The interview took place on February 4, 2020, while Koch was still in space, just before her return to Earth. Koch, who set the record for the longest space mission by a woman, and was a part of the first team of all-female spacewalkers, was in orbit for a total of 328 days.
It wasn’t Toscano’s first call with Koch, or even the station’s first foray into space interviews. Toscano’s predecessor, Dirk Van, had spoken to astronaut Scott Kelly and cosmonaut Mikhail Kornienko during their year-long space expedition in 2015; and Toscano had his first chat with Koch, along with astronauts Anne McClain, Nick Hague and David Saint-Jacques in June 2019 ahead of the 50th anniversary of the first moon landing. “This is something Westwood One has always been thinking about,” said Pat Piper, executive editor at the network. “How can we show what radio can do?”
This last call came about when, in early 2020, Toscano realized Koch would soon be returning to Earth, and he wanted to try to speak to her again before she did so. He was interested in hearing how her journey had been since their last interview. “I like to try to find something nobody else is doing,” Toscano said. “I think having Christina on, it was something different, something you couldn’t get any other place.”
NASA readily agreed, and they used a phone line for the call, which was routed through Mission Control in Houston and then beamed up to the space station. (Mission Control sets up all communication for astronauts, including conversations with family members.) Depending on where the space station is positioned, they use different satellites to connect, and can do so for 30 or 40 minutes at a time.
The call began at 6:30 a.m.

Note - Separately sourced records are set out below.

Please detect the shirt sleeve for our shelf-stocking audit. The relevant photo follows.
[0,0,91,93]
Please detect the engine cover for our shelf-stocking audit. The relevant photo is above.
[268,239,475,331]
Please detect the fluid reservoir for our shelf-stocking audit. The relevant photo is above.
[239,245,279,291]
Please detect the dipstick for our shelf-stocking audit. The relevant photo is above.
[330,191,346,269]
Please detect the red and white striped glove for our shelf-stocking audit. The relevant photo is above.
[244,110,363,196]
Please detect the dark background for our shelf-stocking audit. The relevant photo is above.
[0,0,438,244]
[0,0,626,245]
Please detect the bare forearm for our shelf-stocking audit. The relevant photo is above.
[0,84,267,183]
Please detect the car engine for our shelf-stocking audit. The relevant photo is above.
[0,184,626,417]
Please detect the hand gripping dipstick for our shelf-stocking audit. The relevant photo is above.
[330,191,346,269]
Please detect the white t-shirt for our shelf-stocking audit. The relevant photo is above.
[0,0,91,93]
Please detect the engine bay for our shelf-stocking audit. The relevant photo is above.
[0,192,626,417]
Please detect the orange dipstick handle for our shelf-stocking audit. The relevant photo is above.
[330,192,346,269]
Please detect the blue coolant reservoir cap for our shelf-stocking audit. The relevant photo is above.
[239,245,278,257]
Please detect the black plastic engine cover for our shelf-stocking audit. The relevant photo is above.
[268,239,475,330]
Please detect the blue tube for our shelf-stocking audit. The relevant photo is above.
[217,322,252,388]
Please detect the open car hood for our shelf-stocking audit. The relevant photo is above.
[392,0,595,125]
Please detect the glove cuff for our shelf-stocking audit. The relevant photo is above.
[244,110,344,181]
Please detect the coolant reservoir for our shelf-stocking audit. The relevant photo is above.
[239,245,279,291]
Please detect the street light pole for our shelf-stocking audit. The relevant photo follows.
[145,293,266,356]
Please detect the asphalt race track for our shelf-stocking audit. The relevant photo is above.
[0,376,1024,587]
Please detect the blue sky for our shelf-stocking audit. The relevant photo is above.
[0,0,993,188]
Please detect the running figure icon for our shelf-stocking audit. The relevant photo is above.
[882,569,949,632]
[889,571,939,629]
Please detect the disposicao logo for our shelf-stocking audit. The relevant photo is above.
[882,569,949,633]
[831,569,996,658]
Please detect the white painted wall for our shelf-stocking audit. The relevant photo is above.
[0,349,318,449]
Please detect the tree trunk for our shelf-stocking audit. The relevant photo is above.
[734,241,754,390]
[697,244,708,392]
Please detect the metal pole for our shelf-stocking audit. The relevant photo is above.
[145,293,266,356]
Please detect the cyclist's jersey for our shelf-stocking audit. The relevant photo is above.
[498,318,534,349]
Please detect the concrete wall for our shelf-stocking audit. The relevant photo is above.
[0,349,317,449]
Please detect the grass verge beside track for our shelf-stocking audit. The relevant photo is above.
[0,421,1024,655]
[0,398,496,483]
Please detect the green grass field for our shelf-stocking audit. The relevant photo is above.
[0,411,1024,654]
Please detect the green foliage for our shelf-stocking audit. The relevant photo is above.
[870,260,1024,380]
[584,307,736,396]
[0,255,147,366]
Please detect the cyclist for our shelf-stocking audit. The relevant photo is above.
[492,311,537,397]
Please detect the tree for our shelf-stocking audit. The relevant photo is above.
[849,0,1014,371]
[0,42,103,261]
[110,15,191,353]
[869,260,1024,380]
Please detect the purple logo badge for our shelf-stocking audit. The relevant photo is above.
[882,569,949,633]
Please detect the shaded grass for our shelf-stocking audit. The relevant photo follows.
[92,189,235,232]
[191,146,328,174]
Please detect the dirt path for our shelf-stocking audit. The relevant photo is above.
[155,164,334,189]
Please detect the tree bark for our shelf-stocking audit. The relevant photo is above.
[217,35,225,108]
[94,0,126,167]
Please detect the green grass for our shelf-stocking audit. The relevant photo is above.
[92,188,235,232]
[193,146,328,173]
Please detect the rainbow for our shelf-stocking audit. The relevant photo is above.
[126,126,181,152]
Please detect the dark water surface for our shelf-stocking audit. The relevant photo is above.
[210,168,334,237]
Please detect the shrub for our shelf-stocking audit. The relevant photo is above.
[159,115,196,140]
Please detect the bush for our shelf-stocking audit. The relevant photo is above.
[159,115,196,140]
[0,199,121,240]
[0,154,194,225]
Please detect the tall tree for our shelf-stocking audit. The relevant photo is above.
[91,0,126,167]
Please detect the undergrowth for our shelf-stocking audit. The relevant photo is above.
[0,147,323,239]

EST, which, for Koch, was 10:30 GMT, the time zone the International Space Station operates in, and they had about a 6-minute window to speak. They talked about what snack Koch was most looking forward to upon her return (chips and salsa), and the future of space exploration, among other things. While they were on the phone, the International Space Station was orbiting 248 miles above Earth at 4.7 miles per second (approximately 27,600 kilometers an hour). If you were to have looked up at the sky at the right time, you could have even seen it from Earth.
NASA live streamed the call for Toscano so he could look at Koch on the screen, which he found helpful in being able to successfully communicate. There’s a bit of a delay involved when speaking, as the signal gets transmitted to space, but that gets edited out in post-production and is much more minor now than it used to be. “Now it’s almost like you and I talking on the phone, and it’s really cool,” said Piper, who had been a producer on shows that connected to NASA’s space shuttles years ago.
Toscano reiterated that the sound quality was astoundingly clear. “It was as if they were in the next room,” he said. “I was actually surprised at the quality, because I can remember watching these things in years past. And hearing any other kind of transmission from space, it always sounded like a radio transmission. This was just pure high-fidelity.”
Though space exploration might be a ways away from becoming a First Light beat, NASA’s return to the moon is definitely on the team’s radar. Toscano, in fact, thinks Koch seems poised to become the first woman on the moon. “She could become a figure in history,” he said. “That’s how significant she seems to me.” If she is, you know who will be ready for a third phone call.